El símbolo del genocidio cauchero, donde funciona el colegio más grande del centro del Amazonas, se está cayendo y tiene a sus estudiantes en huelga. Lleva años convertido en un museo al abandono. En medio de protestas, a una década de haber abierto el canasto de la memoria, aparece la incertidumbre de la comunidad por la nueva bonanza con la venta de los bonos de carbono.
Estado actual de la Casa Arana donde estudian 244 jóvenes de La Chorrera.
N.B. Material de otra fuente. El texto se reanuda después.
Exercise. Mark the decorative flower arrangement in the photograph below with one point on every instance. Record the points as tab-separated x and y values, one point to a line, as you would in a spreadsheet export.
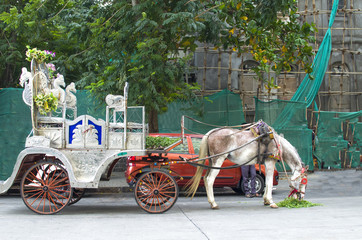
51	70
46	103
39	55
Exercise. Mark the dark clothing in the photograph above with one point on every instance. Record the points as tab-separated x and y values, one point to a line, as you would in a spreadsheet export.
249	172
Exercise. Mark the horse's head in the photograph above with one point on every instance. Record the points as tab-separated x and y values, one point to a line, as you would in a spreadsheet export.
299	183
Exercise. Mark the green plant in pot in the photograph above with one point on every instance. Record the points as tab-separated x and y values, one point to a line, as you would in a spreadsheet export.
46	103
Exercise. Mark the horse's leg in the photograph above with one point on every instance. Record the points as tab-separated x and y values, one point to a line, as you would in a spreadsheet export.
269	172
209	180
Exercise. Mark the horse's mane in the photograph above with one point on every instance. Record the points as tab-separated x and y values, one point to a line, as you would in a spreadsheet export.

Hace 100 años fue el centro de operaciones de la empresa cauchera Casa Arana y Hermanos, 2024. Foto de Mauricio Builes.
Estado actual de la Casa Arana donde estudian doscientos cuarenta y cuatro jóvenes de La Chorrera. Hace cien años fue el centro de operaciones de la empresa cauchera Casa Arana y Hermanos. Foto de Mauricio Builes, 2024.
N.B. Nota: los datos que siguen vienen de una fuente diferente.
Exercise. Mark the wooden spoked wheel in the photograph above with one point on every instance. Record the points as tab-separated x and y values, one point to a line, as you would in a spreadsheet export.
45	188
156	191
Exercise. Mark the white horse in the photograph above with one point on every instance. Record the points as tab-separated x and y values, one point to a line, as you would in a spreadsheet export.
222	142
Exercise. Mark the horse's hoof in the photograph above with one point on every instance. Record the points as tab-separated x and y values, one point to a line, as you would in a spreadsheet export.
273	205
El nuevo abandono de la Casa Arana

El símbolo del genocidio cauchero, donde funciona el colegio más grande del centro del Amazonas, se está cayendo y tiene a sus estudiantes en huelga. Lleva años convertido en un museo al abandono. En medio de protestas, a una década de haber abierto el canasto de la memoria, aparece la incertidumbre de la comunidad por la nueva bonanza con la venta de los bonos de carbono.
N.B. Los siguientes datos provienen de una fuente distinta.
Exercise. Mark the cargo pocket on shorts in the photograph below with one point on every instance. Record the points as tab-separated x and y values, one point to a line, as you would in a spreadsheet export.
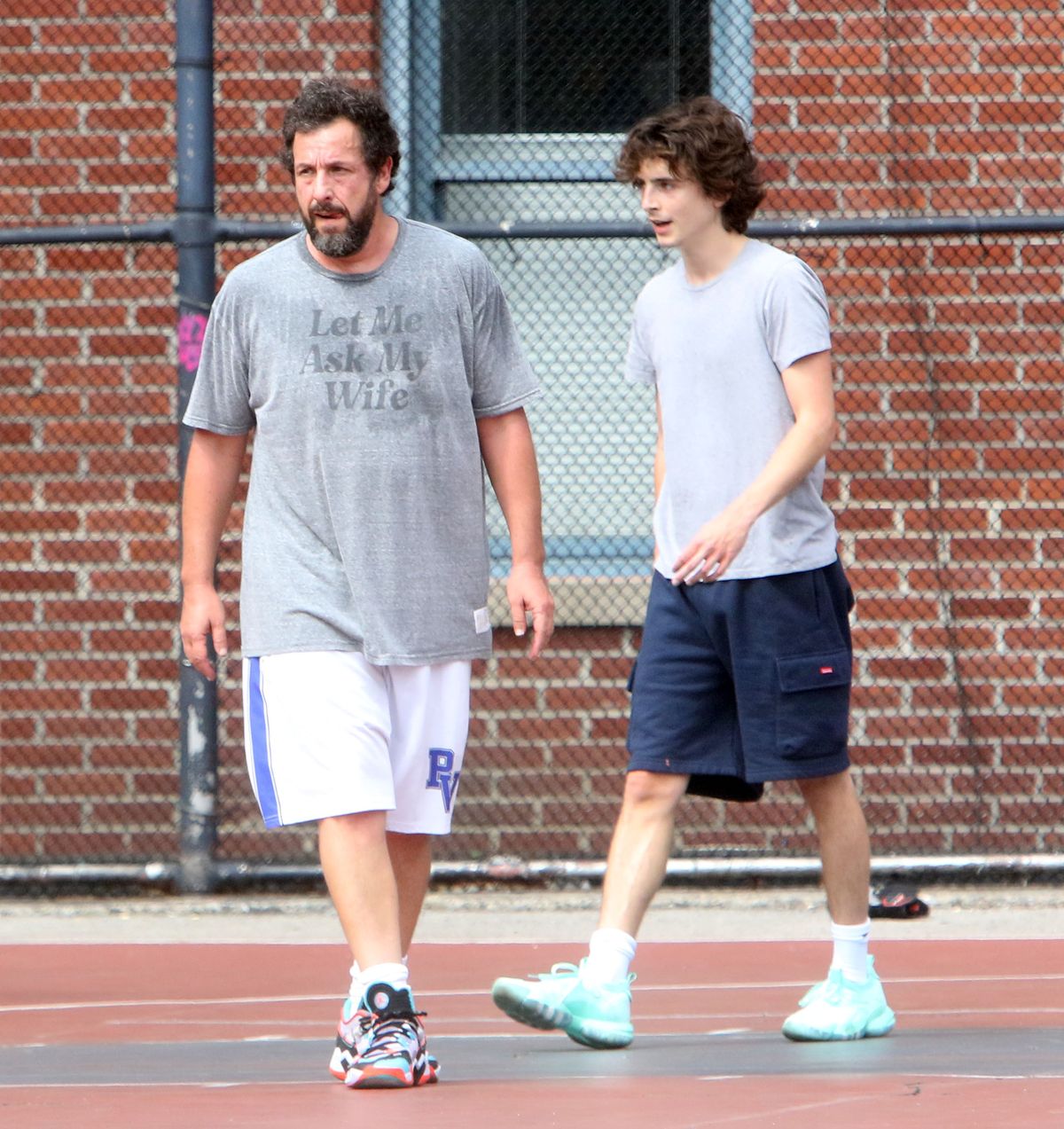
814	710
Previo al viaje a La Chorrera me llenaron la cabeza de historias con finales tristes. Todos aseguraban que el poblado amazónico que conocí en 2013 ya no era el mismo. Fui esa vez porque los pueblos Bora, Muinane, Andoque y Uitoto habían acordado hablar de manera colectiva y después de un siglo sobre las masacres en las caucherías. «Vamos a abrir el canasto de la memoria», me dijeron. Querían ser escuchados y reconocidos por un país que, a fuerza de un genocidio, se había enterado de que existían. Fueron casi exterminados por una empresa: la Casa Arana.

¿Qué había pasado en estos años?, ¿qué significó recordar una matazón de sesenta mil personas, la esclavitud, la traición, la caza de mujeres y el fuego en las malokas?, ¿qué pasa en un grupo de personas que se decide a hablar de tanto dolor? Pese a los rumores de que las cosas habían cambiado, traté de embarcarme desprevenido hacia San José del Guaviare para luego tomar una avioneta hasta La Chorrera.

Casi había olvidado el paisaje. Desde el cielo del Guaviare, la espesura se abre paso y forma figuras verdes y esponjosas como si se tratara de un líquido coagulado que se riega sobre un manto claro. Cuando se sobrevuela La Chorrera, un territorio diez veces más grande que Bogotá, la espesura no encuentra freno y casi parece invadir hasta los meandros. Cambian las tonalidades de los follajes, pero la selva luce intacta e inmóvil.

Después de una hora de trayecto el piloto me señaló con la mano una línea amarilla camuflada entre el verdor: «¿La alcanzas a ver? Se ve diminuta». Hizo un giro hacia su izquierda para despejar mi vista: «Esa era la pista de Tranquilandia, la de Pablo Escobar, el mayor laboratorio de cocaína que ha tenido este país», dijo mientras sacaba un GPS un poco más grande que un celular con otro puñado de pistas que ha identificado en sus recorridos: «Nunca sabes cuándo vas a tener una emergencia como la de los niños que se perdieron en la selva. Pero eso sí se lo digo: yo he sobrevolado Tranquilandia a 200 metros de altura y le puedo asegurar que es la mejor de todas las pistas a pesar de que la han bombardeado no sé cuántas veces».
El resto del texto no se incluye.